The data frame contains:

  1. project_name: string, a real estate development project
  2. sales: integer, the number of units sold for the project (e.g., 0, 1, 2, …20, ,)
  3. sale_month: date, e.g., 2019-12
  4. remaining_units: integer, the number of remaining units in the inventory for the project

Usually sales date are treated as binoimal or possion distributed. I may use zero_inflated_possion or zero_inflated_negbinomial, as there are quite a few zeros (no sales for certain month). For simplicity, let’s say the data is possion or binomial distributed.

My question is how to model the autocorrelation of sales. brm has an argument of autocor to set the p, and q for autocorrelation, but I am not sure how to correctly set p and q. is there a method like auto.arima in brms to detect the p and q for a multi-level bayesian model? A trick part is that different projects start and end at different months.

I am also not sure whether remaining_units (monotonically desreasing) affects the binomial model. For example, next month remaining units = this month remaining units - sales of this month.

b1 <- 
  brm(data = dt, family = binomial,
      sales | trials(remaining_units) ~ 1 + (1 | project_name),
      prior = c(prior(normal(0, 1), class = Intercept),
                prior(cauchy(0, 1), class = sd)),
      iter = 10000, warmup = 1000)
  • Operating System: MacOS Catalina 10.15
  • brms Version:
    Thanks for your time

I suggest having a look at prophet3 which produces Stan models and can do fancy footwork. If BRMS is a must then this thread may be useful to you:

You could also consider a log link poisson model with an autoregressive component and Fourier terms for seasonality. Manual should get you started if you’re happy to use Stan:

2 Likes

Thanks emiruz. Your suggestion is helpful.

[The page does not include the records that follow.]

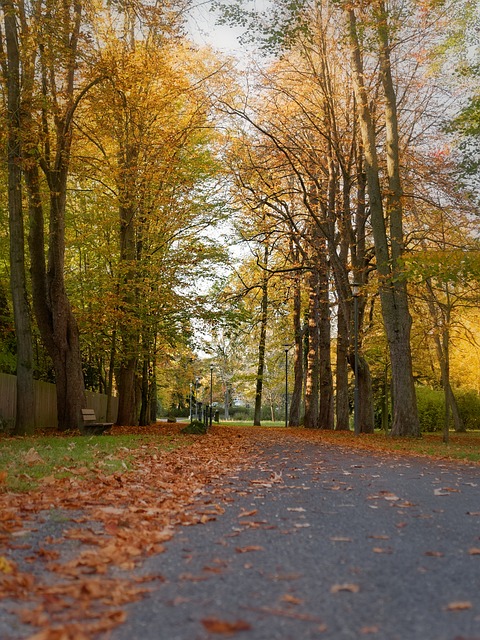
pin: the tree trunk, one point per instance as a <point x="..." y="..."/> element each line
<point x="326" y="410"/>
<point x="393" y="294"/>
<point x="25" y="408"/>
<point x="261" y="346"/>
<point x="144" y="419"/>
<point x="341" y="398"/>
<point x="296" y="399"/>
<point x="127" y="401"/>
<point x="312" y="373"/>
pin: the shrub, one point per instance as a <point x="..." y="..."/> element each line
<point x="431" y="409"/>
<point x="469" y="407"/>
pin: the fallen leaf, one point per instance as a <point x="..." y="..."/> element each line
<point x="458" y="606"/>
<point x="247" y="514"/>
<point x="351" y="588"/>
<point x="6" y="566"/>
<point x="32" y="457"/>
<point x="291" y="599"/>
<point x="340" y="539"/>
<point x="213" y="625"/>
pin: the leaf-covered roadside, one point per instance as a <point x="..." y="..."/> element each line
<point x="116" y="519"/>
<point x="73" y="585"/>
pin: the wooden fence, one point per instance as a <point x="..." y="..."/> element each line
<point x="46" y="404"/>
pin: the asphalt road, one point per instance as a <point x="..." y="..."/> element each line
<point x="319" y="542"/>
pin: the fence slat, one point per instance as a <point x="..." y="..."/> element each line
<point x="46" y="403"/>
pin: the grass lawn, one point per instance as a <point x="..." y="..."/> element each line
<point x="24" y="461"/>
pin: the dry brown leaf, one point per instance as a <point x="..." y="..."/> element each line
<point x="213" y="625"/>
<point x="351" y="588"/>
<point x="252" y="547"/>
<point x="32" y="457"/>
<point x="291" y="599"/>
<point x="458" y="606"/>
<point x="247" y="514"/>
<point x="340" y="539"/>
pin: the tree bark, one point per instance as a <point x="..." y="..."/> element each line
<point x="296" y="399"/>
<point x="393" y="293"/>
<point x="326" y="401"/>
<point x="25" y="407"/>
<point x="261" y="345"/>
<point x="312" y="373"/>
<point x="341" y="396"/>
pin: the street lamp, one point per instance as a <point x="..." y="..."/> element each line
<point x="355" y="293"/>
<point x="211" y="393"/>
<point x="286" y="347"/>
<point x="197" y="380"/>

The trick part of my current project is that there are multiple time series, as there are multiple real estate projects across the city, and the housing sales data for these projects are different.

I was planning to use brms because of the multilevel modelling part in non time series data. However, I am not sure whether brms or prophet support multi-level time series modelling such as using project as a random effect.

I don’t use BRMS myself so perhaps others will be able to give you more of a sense of it’s limits. I thought BRMS gave up on explicit time series models but I could be wrong.

You can do all the things you mentioned in Stan directly if that’s possible for you and Stan is easy and quick to learn.

Thanks for your suggestion. I am learning Stan. It is not easy for me:), but I really like it.

I just found a package forecastML is working on modeling multiple time series. It seems can address the issue I mentioned, but I have to check.
https://cran.r-project.org/web/packages/forecastML/vignettes/grouped_forecast.html

Thanks for your time.

1 Like

That’s interesting. I’m new here, and, TBH, I don’t understand what is this for. Can it help someone to sell or buy real estate?